In a country that has largely lost religion, it is a ritual that marks the 31-year-old Ms Yamada as a follower of Soka Gakkai, a lay Buddhist organisation that is poised to play a critical part in Japan’s Lower House elections on Sunday.
Soka Gakkai members are all supporters of the New Komeito, a political party formed by the religious group, and their votes could help the Liberal Democratic party stay in power.
The LDP and the New Komeito, partners in Japan’s ruling coalition, have sealed a pact to co-operate in Sunday’s national elections by supporting the same candidate in each constituency.
After four years as partners, the two parties have learned to put aside their differences and the considerable antagonism of a few years ago.
The partnership is particularly useful to the LDP in urban areas where its traditional support mechanism is no longer effective.
“The LDP cannot win in urban areas, which are dominated by floating voters,” says Takao Toshikawa, a political analyst.
Last month’s by-election for an Upper House seat held in Saitama prefecture, just north-west of Tokyo, was a case in point. “It is common knowledge” in Japanese political circles, says Mr Toshikawa, that the Soka Gakkai provided about 50,000 votes to the LDP candidate.
The Saitama by-election, which the LDP candidate won with a margin of just 15,000 votes, proved that organised support for the LDP, which used to be provided by industrial organisations, no longer exists in urban areas, Mr Toshikawa says. That is why the LDP has been wooing Soka Gakkai members, who can generally be relied on to follow the recommendations of their party.

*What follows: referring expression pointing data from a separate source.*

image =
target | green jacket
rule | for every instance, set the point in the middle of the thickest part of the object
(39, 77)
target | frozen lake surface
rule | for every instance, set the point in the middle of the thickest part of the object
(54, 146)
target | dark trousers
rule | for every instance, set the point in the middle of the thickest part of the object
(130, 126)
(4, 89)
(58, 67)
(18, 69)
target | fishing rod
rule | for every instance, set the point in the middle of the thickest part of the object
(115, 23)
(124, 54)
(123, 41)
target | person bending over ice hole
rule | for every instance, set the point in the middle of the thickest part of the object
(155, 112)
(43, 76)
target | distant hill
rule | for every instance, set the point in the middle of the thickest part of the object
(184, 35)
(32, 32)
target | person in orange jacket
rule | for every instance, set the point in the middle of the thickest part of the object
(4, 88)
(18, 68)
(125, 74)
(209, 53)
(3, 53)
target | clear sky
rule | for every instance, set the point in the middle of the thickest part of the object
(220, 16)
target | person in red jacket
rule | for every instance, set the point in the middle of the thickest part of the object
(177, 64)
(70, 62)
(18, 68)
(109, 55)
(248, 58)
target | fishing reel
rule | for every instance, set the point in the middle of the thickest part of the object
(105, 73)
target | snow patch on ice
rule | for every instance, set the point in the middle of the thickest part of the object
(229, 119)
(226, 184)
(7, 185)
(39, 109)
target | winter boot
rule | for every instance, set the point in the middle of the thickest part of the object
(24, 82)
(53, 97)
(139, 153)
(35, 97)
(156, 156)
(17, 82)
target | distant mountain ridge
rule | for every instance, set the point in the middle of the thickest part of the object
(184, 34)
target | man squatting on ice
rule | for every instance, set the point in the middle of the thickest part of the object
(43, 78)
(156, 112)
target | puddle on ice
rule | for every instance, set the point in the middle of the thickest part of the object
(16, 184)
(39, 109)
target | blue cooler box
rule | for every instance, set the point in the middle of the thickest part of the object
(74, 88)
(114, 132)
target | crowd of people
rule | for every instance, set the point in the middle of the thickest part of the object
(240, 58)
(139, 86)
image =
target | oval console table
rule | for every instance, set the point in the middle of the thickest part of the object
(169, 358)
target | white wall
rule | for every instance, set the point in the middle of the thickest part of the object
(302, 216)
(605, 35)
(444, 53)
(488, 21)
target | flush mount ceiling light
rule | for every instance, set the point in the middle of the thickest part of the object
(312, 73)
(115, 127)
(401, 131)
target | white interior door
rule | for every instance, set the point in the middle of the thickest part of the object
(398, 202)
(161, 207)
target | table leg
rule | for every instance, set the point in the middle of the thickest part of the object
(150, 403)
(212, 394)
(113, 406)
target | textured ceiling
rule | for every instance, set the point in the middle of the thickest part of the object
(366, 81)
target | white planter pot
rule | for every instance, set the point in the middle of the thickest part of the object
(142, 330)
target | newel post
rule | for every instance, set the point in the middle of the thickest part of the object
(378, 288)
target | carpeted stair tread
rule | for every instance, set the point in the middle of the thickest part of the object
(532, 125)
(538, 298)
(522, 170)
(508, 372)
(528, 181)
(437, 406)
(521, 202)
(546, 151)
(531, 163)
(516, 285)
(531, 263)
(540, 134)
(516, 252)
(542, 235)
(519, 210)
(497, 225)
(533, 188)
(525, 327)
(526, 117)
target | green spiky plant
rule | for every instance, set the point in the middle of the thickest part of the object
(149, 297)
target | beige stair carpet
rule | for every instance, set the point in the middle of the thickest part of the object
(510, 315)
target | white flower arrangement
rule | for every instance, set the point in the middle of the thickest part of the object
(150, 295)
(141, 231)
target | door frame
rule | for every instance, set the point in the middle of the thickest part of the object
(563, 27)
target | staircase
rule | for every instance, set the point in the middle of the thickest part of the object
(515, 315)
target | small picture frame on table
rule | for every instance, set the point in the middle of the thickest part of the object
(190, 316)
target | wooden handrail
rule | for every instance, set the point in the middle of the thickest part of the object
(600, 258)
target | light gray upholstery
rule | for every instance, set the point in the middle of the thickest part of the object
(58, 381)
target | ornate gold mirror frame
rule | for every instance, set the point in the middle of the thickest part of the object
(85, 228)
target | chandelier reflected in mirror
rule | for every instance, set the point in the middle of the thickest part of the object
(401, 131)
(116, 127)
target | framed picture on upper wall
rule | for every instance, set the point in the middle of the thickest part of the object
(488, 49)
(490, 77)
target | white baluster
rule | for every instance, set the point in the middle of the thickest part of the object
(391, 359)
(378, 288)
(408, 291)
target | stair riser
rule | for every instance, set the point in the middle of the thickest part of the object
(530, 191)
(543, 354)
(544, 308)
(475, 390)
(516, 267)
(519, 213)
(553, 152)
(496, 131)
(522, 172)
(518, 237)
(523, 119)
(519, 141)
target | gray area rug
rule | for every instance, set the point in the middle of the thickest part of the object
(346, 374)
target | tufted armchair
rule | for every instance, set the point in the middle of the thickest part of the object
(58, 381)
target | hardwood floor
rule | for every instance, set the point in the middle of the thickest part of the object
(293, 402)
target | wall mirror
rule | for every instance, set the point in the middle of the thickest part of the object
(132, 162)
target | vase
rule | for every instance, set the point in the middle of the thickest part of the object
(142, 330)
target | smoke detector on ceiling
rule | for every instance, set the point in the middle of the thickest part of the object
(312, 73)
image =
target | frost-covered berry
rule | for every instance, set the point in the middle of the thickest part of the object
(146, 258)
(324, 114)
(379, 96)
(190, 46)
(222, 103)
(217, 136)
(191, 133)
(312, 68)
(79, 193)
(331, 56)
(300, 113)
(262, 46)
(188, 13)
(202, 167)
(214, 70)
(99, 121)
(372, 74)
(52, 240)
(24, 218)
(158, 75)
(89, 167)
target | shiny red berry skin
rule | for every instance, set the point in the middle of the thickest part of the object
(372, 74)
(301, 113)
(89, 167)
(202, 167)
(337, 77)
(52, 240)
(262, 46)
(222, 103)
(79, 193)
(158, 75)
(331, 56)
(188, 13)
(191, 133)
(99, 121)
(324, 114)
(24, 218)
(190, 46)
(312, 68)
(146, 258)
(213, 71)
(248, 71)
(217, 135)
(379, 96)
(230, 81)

With 8m households in Japan counted as Soka Gakkai members, providing an estimated 20,000 votes or more per constituency, it is an organised electoral machine the LDP finds well worth having on its side.
So it is not surprising that LDP members have been willing to put aside their former assertions that the New Komeito represented a breach of the Japanese constitution, which stipulates the separation of religion and politics.
They have seemed unconcerned about media claims of sexual harassment and even rape against Daisaku Ikeda, the spiritual leader of Soka Gakkai.
The New Komeito, for its part, appears happy to co-operate with the LDP as long as it can remain in the coalition. “With the [opposition] DPJ calling for a two-party system, the focus of attention in this election is on the two big parties – the LDP and the DPJ,” says Tatsujiro Hashimoto, adviser to the New Komeito’s Tokyo headquarters. In this environment, “we were concerned that the New Komeito might not stand out as a party”, he explains.
In one central Tokyo constituency, for example, the New Komeito is supporting Kaoru Yosano, a member of the LDP elite who lost his seat in the last election.
The danger is that this marriage of convenience, while providing short-term gain, could in the long run cost the party some of its traditional supporters. As a member of the coalition, the New Komeito, which supports clean government, social welfare and global peace, has had to compromise some of its principles.
Mr Hashimoto admits there have been many complaints from Soka Gakkai members, for example, about the coalition’s decision to send Japanese troops to Iraq.
The LDP, for its part, could find that its pact with the New Komeito antagonises floating voters in urban areas who tend to be critical of partnerships based on political convenience.
If these voters turn out in large numbers on Sunday, even with the Soka Gakkai’s support, political forecasters predict Mr Yosano will struggle to compete with his popular DPJ opponent.